Rose had very little arrogance, but all women who have been loved must have some. Surely he who was so much her lover could not have left her so soon?

She remembered that when she had said to her mother, “But I could never leave Léon,” Mrs. Pinsent had made no direct response. Her mother had realized that that wasn’t the only question. How had she realized this? Had her father ever--? Rose buried her face in her hands and wept bitterly. “Oh, poor mother!” she murmured, “poor mother!” She could not see herself as wholly poor yet.

And then she remembered Léon’s face as he passed her, his sad, ashamed face, and she knew now why he had left her; but that he did not want to leave her.

She sat up very straight and stopped crying when she realized this.

She thought it very strange, for she knew quite well that Madame Gérard didn’t love Léon, either. She loved her own husband, Rose had seen this; she knew it as if it were in the multiplication table; but she couldn’t think of Madame Gérard now, she wasn’t her business. Léon was her business. She must understand, why he had done this thing. It wasn’t any use being silly and just crying, then it might happen again, and it should never happen again; she wasn’t going to have Léon looking ashamed twice.

From the first what wrung her heart was that Léon would feel it so! He had meant to be such a help, he nearly had been, and if he hadn’t been wasn’t it because Rose had failed him? She hadn’t meant to fail him of course, she had meant just the opposite; but that was before she knew all about everything, and before you know how to mean, meaning isn’t going to be much of a help.

She had thought Léon was strong. He wasn’t strong, but in the rush of her passionate reasoning she carried this feather-weight of disadvantage into the fathomless sea of her love and left it safely there. No, he wasn’t strong--but he was Léon--he was hers.

It was she who should have realized his weakness. She remembered now that once or twice lately he had turned back from his excursions with Madame to suggest that Rose should join them, but she had refused in her foolish pride because she had wanted to prove to him how magnanimous she was. She shouldn’t have done that at all, she shouldn’t have had any pride--and it didn’t matter in the least whether she was magnanimous or not! She should have held him to her by whatever could have kept him there. Tears, if tears were necessary; pity, duty, pleading--anything and everything that would have helped him.

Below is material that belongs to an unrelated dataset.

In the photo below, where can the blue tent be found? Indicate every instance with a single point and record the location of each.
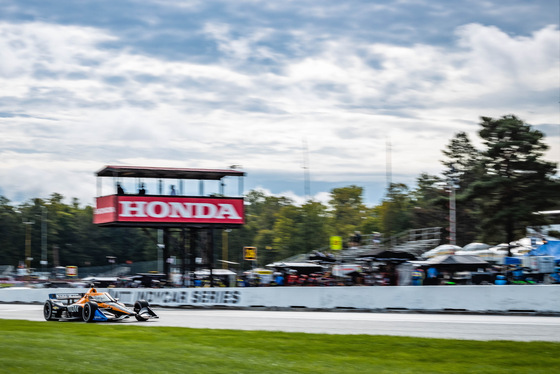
(552, 248)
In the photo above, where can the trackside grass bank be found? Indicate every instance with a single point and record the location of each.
(41, 347)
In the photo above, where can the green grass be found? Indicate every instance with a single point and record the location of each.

She had been thinking of what he would think of her--not of what he needed in her! She saw now it only mattered what he thought of her in so far as it helped her to save him. Her magnanimity hadn’t saved him. Something less beautiful but more practical might have saved him, her just being, for instance, a little more there.

But he hadn’t lied to her, she came back to that as if it was something on which her heart might rest. Ah! if he had done that she would have known that he no longer loved her!

But he had given her no reason--no excuse; he had flung his sin before her because he was ashamed, because he wanted his soul to be naked in her sight--because he knew that she would never fail him.

In the dark she caught sight of the hovering Peppina. “Signora,” Peppina pleaded, “will you not dine?”

Rose stood up. “Yes,” she said in a voice that sounded strange. “Yes, please, I will dine.”

The Pinsents always dined.

“Tell the Padrona,” Rose said steadily, “that the Signore has had to go to Naples on business. He will not return to-night.”

Peppina still hovered. “Si Signora,” she said, “and the black cat, the one I brought to the Signora earlier in the evening, he has found for himself the room of the Signora. Behold, he lies there curled-up on her bed. He is there now--a miracle! The Signora remembers that I told her ‘a black cat means good fortune’?”

Rose hurried into the room, and found him. He was not quite so good as her fox terrier at home, but he was a comfort. She buried her cheek against the round black ball of the fortunate kitten, and wept with easier tears.

Then she went down and had her dinner in the garden.